<em>The Guardian</em>: Ahmadinejad Not Jewish, Family Didn't Convert

: Ahmadinejad Not Jewish, Family Didn't Convert

Just a couple weeks ago, Iranian President Mahmoud Ahmadinejad took to the podium inside the U.N.'s grand hall and suggested that there was a worldwide Jewish conspiracy.

But a story published Saturday by The Daily Telegraph stood to turn Ahmadinejad's conspiracy theory on its head. According to the newspaper, Ahmadinejad, a practicing Shia Muslim, is descended from Jews and his family converted to Islam, changing their name from Sabourjian to Ahmadinejad.

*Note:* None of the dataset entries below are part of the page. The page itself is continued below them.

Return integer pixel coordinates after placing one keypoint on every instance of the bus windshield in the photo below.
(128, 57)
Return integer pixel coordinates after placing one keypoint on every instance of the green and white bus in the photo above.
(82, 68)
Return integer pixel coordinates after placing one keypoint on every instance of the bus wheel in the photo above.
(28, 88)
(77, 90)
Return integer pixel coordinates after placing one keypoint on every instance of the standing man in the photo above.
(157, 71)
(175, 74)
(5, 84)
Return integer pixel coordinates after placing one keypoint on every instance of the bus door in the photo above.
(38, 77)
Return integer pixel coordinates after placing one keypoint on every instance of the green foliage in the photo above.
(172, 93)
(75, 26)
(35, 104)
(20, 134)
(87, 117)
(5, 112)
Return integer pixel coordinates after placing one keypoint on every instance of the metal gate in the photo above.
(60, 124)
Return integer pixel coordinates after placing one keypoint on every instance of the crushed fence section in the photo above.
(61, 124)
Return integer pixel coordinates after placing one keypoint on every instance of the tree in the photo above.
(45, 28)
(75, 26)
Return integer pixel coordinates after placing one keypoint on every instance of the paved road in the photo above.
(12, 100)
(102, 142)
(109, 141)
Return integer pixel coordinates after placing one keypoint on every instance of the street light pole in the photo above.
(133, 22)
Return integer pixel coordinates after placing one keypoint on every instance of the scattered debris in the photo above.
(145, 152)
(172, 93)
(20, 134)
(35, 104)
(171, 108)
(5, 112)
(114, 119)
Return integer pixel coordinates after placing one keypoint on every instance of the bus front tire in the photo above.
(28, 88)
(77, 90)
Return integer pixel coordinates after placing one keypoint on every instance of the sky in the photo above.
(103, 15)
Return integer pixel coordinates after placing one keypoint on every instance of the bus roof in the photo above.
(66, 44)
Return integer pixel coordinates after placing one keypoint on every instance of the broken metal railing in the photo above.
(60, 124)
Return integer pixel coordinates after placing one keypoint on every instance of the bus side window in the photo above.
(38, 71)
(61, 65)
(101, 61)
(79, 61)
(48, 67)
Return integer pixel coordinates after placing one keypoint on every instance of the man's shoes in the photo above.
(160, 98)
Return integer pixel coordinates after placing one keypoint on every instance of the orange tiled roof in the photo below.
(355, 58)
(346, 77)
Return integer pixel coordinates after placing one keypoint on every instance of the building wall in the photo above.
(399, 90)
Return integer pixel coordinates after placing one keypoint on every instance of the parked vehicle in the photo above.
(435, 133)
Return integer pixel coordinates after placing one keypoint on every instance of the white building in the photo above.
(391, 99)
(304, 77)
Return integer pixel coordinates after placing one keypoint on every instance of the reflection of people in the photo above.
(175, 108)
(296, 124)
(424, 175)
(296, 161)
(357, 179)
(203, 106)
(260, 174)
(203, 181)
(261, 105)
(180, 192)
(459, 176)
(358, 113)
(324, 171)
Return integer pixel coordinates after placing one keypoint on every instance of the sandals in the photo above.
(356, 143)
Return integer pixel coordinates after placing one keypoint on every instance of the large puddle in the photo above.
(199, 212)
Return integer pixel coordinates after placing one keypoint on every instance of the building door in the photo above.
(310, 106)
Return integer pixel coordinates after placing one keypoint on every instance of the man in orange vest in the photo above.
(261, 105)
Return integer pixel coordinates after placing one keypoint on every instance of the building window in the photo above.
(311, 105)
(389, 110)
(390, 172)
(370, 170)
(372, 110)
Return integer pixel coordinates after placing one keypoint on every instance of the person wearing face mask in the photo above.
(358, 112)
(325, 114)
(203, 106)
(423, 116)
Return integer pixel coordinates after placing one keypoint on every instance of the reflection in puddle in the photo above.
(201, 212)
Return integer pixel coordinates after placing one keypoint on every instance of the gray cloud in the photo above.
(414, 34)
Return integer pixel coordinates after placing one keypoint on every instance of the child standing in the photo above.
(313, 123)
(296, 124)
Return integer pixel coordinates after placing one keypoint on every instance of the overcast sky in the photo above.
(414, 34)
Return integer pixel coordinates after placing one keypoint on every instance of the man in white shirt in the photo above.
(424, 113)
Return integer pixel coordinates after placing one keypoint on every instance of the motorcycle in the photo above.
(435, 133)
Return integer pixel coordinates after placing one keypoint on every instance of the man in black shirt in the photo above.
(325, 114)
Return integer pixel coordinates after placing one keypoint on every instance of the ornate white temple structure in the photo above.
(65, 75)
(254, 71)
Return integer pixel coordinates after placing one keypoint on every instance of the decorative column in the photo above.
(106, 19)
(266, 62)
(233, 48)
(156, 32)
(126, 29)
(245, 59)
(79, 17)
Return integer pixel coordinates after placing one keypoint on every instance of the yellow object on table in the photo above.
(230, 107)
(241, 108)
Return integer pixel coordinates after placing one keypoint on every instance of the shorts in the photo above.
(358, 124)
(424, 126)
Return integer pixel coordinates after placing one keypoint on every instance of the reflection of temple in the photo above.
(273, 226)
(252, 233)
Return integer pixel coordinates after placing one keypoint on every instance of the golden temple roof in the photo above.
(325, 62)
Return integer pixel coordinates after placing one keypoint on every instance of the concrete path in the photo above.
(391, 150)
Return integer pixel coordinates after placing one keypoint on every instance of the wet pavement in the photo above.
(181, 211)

Just two days later, fellow U.K. daily newspaper The Guardian has published a report refuting the Telegraph's report. According to The Guardian's Meir Javedanfar, Ahmadinejad has no Jewish roots. Ahmadinejad's mother is even thought to be a descendant of the prophet Mohammed.

The Daily Telegraph's Damien McElroy and Ahmad Vahdat based some of their argument on a photograph of Ahmadinejad's identity card, which showed he was previously known as Sabourjian. They wrote that Sabourjian was a "Jewish name meaning cloth weaver."

The short note scrawled on the card suggests his family changed its name to Ahmadinejad when they converted to embrace Islam after his birth.

The Sabourjians traditionally hail from Aradan, Mr Ahmadinejad's birthplace, and the name derives from "weaver of the Sabour", the name for the Jewish Tallit shawl in Persia. The name is even on the list of reserved names for Iranian Jews compiled by Iran's Ministry of the Interior.

The Guardian's Meir Javedanfar:

"There is no such meaning for the word 'sabour' in any of the Persian Jewish dialects, nor does it mean Jewish prayer shawl in Persian. Also, the name Sabourjian is not a well-known Jewish name," he stated in a recent interview. In fact, Iranian Jews use the Hebrew word "tzitzit" to describe the Jewish prayer shawl. Yeroshalmi, a scholar at Tel Aviv University's Center for Iranian Studies, also went on to dispute the article's findings that the "-jian" ending to the name specifically showed the family had been practising Jews. "This ending is in no way sufficient to judge whether someone has a Jewish background. Many Muslim surnames have the same ending," he stated.

The story was posted to The Huffington Post on Saturday and received tens of thousands of pageviews. Huffington Post's headline credited the 124-year-old The Daily Telegraph for the report.